Gemma 4 26B-A4B - TurboQuant MLX 4-bit

4-bit weight-quantized MLX version of google/gemma-4-26B-A4B with TurboQuant KV-cache quantization. Optimized for Apple Silicon inference via the MLX framework. A good balance between model quality and memory efficiency. Only 4B parameters are active per token despite 26B total, making this model significantly more efficient at inference time than its parameter count suggests.

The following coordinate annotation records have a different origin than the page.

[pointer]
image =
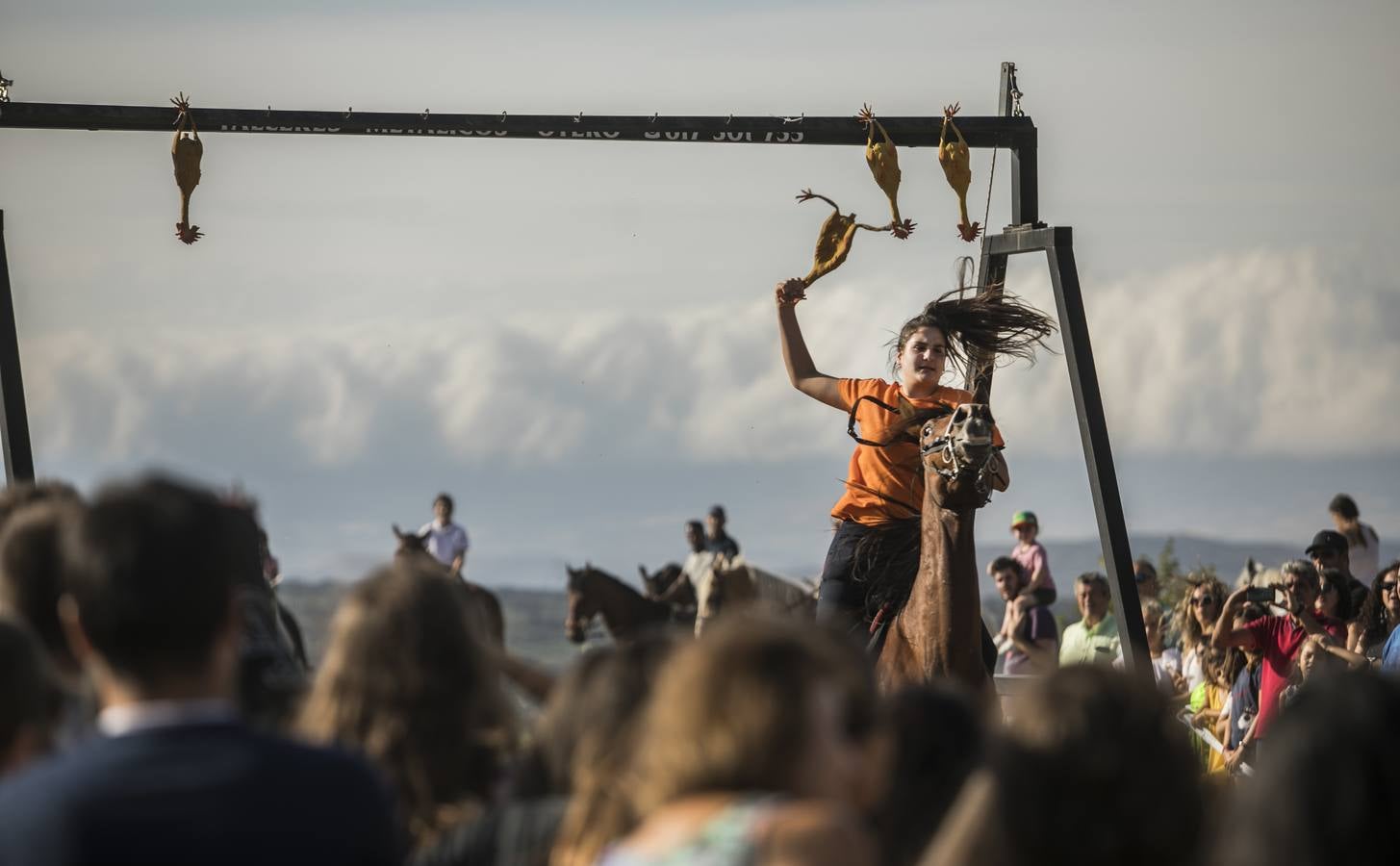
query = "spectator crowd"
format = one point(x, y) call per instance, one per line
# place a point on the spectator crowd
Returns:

Approximate model size: ~14 GB

Model Specifications

Property	Value
Base Model	google/gemma-4-26B-A4B
Parameters	26 billion total (4 billion active per token)
Architecture	Mixture-of-Experts (MoE) (4B active per token)
Modality	Multimodal: image + text input, text output
License	Apache 2.0
Weight Quantization	4-bit (~14 GB)
KV-Cache Quantization	TurboQuant
Framework	MLX (Apple Silicon)

Quickstart

import mlx.core as mx
from mlx_lm import load, generate

model, tokenizer = load("majentik/gemma-4-26B-A4B-TurboQuant-MLX-4bit")

prompt = "The history of artificial intelligence began"
response = generate(model, tokenizer, prompt=prompt, max_tokens=512)
print(response)

For multimodal usage with images:

from mlx_vlm import load, generate

model, processor = load("majentik/gemma-4-26B-A4B-TurboQuant-MLX-4bit")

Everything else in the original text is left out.